Journal of Mammary Gland Biology and Neoplasia

Recent advances in genome-wide sequencing technologies have provided researchers with unprecedented opportunities to discover the genomic structures of gene regulatory units in living organisms. In particular, the integration of ChIP-seq, RNA-seq, and DNase-seq techniques has facilitated the mapping of a new class of regulatory elements. These elements, called super-enhancers, can regulate cell-type-specific gene sets and even fine-tune gene expression regulation in response to external stimuli, and have become a hot topic in genome biology. However, there is scant genetic evidence demonstrating their unique biological relevance and the mechanisms underlying these biological functions. In this review, we describe a robust genome-wide strategy for mapping cell-type-specific enhancers or super-enhancers in the mammary genome. In this strategy, genome-wide screening of active enhancer clusters that are co-occupied by mammary-enriched transcription factors, co-factors, and active enhancer marks is used to identify bona fide mammary tissue-specific super-enhancers. The in vivo function of these super-enhancers and their associated regulatory elements may then be investigated in various ways using the advanced CRISPR/Cas9 genome-editing technology.
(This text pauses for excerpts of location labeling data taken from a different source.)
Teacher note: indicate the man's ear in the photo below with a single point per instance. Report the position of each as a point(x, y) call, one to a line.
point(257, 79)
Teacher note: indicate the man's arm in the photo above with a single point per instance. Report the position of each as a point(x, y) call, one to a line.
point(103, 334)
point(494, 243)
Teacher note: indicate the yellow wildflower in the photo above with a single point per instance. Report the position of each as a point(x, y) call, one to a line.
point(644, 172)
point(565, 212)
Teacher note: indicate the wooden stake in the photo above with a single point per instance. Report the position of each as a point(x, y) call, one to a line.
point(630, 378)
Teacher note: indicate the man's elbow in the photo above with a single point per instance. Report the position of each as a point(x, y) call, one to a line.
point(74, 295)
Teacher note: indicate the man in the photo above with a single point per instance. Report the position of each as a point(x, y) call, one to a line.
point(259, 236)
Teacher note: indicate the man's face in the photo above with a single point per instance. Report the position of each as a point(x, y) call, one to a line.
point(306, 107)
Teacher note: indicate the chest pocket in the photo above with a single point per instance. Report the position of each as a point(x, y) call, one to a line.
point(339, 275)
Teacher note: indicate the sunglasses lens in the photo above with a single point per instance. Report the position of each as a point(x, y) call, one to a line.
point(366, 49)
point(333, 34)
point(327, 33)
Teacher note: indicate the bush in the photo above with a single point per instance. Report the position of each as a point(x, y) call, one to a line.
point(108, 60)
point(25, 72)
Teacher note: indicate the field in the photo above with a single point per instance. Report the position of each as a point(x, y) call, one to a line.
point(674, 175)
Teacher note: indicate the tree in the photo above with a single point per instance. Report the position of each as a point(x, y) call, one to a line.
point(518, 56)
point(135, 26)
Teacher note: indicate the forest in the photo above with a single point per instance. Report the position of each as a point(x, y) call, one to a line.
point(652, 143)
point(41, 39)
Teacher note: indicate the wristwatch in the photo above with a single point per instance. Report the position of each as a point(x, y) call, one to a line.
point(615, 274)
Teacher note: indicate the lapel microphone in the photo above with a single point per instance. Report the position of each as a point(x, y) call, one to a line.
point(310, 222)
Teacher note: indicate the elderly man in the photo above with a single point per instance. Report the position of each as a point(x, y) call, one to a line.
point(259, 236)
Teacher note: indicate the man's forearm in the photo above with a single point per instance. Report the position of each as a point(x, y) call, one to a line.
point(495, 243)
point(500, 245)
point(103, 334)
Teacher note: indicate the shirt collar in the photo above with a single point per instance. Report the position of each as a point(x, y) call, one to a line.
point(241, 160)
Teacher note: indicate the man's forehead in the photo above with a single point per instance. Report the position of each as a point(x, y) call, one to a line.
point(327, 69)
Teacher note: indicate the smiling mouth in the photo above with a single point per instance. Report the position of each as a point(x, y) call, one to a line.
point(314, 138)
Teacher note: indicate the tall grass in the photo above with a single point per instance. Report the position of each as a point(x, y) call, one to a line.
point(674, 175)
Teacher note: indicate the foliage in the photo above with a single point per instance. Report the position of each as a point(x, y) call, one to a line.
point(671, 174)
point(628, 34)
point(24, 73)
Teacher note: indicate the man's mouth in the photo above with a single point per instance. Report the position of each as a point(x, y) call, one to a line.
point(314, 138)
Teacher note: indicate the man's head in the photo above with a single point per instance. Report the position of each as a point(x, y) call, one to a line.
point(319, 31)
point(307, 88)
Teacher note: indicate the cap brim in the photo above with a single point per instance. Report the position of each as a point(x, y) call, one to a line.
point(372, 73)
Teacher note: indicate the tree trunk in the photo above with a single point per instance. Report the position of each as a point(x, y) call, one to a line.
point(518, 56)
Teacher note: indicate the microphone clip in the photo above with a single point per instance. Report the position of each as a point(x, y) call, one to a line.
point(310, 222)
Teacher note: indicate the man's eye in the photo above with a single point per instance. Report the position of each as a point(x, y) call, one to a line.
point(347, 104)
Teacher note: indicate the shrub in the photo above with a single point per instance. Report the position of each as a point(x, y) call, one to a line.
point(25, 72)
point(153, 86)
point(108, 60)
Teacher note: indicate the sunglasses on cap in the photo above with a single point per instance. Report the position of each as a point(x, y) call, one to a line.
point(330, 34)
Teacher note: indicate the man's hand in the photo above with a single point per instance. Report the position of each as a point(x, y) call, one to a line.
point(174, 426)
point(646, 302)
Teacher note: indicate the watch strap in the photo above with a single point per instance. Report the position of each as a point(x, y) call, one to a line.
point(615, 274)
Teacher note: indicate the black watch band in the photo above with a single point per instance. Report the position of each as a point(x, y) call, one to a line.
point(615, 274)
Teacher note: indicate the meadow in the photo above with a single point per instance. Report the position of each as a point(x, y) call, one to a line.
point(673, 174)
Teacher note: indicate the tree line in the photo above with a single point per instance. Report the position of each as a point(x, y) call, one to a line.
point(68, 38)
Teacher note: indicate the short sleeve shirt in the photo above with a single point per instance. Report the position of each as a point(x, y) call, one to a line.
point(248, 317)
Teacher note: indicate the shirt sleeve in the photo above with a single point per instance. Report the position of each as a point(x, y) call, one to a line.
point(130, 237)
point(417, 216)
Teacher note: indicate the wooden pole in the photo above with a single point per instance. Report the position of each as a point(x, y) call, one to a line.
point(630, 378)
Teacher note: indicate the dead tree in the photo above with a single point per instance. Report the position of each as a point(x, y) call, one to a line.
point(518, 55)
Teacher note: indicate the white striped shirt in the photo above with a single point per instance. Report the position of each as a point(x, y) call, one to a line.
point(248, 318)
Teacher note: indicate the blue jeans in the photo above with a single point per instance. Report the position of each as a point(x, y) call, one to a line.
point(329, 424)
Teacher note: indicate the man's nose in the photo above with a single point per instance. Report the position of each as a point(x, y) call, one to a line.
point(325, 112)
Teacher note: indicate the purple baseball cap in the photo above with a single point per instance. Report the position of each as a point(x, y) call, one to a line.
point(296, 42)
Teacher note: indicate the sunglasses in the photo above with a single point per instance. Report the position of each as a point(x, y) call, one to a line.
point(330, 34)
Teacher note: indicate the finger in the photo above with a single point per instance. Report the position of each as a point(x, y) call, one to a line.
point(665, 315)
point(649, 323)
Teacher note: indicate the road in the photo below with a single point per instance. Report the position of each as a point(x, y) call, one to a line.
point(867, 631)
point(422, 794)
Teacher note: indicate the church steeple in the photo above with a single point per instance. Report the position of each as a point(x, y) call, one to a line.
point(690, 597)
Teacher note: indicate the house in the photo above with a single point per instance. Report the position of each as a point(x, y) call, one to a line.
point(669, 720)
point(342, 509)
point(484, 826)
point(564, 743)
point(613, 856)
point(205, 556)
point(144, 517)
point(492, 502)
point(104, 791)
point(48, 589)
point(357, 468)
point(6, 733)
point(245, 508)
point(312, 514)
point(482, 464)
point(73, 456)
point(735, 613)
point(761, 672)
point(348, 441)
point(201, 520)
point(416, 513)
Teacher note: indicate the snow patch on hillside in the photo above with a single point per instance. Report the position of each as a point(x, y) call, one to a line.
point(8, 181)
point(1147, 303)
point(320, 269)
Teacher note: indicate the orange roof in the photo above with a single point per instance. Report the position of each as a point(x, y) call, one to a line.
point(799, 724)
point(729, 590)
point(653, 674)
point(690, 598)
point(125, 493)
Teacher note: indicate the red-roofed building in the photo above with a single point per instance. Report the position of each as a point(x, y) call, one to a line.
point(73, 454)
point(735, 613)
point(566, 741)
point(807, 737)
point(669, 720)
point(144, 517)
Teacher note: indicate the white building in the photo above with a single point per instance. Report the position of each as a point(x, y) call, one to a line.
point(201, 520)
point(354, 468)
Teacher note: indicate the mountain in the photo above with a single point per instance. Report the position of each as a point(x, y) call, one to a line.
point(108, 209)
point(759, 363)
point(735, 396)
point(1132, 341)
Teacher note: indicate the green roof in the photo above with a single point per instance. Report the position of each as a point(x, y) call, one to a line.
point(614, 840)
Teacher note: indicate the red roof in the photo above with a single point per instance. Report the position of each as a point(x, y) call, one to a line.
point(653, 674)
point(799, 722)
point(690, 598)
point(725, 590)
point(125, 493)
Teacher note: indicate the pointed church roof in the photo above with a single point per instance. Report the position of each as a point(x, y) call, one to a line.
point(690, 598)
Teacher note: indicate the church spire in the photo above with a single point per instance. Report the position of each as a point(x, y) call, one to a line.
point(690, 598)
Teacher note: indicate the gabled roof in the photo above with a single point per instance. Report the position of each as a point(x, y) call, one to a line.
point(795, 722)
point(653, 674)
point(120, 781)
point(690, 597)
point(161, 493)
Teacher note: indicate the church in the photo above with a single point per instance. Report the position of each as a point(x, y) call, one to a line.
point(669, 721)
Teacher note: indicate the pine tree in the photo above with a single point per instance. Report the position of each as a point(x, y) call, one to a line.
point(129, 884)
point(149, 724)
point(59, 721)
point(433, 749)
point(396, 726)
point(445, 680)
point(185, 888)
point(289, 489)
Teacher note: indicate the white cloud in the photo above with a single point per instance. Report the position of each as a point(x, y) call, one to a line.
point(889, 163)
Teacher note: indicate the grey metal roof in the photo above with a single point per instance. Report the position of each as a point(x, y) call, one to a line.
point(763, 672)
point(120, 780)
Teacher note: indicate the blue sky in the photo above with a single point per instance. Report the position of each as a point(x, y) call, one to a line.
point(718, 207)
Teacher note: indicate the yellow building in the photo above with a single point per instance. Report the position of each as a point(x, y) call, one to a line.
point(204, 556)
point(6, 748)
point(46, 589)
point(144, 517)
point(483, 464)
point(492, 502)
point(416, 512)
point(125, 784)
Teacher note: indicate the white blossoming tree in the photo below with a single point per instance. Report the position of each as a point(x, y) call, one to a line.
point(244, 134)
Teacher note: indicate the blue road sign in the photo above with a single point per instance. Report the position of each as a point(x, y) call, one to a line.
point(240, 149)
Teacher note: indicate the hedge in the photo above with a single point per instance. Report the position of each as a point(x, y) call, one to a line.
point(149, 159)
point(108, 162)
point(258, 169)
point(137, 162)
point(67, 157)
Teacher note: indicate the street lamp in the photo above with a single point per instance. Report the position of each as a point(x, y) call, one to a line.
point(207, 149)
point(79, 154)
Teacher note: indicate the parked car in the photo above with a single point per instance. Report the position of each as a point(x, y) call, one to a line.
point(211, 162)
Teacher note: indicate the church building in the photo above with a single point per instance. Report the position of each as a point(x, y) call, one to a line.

Based on our experience targeting various mammary genomic sites using CRISPR/Cas9 in mice, we comprehensively discuss the molecular consequences of the different targeting methods, such as the number of gRNAs and the dependence on their simultaneous or sequential injections. We also mention the considerations that are essential for obtaining accurate results and shed light on recent progress that has been made in developing modified CRISPR/Cas9 genome-editing techniques. In the future, the coupling of advanced genome-wide sequencing and genome-editing technologies could provide new insights into the complex genetic regulatory networks involved in mammary-gland development.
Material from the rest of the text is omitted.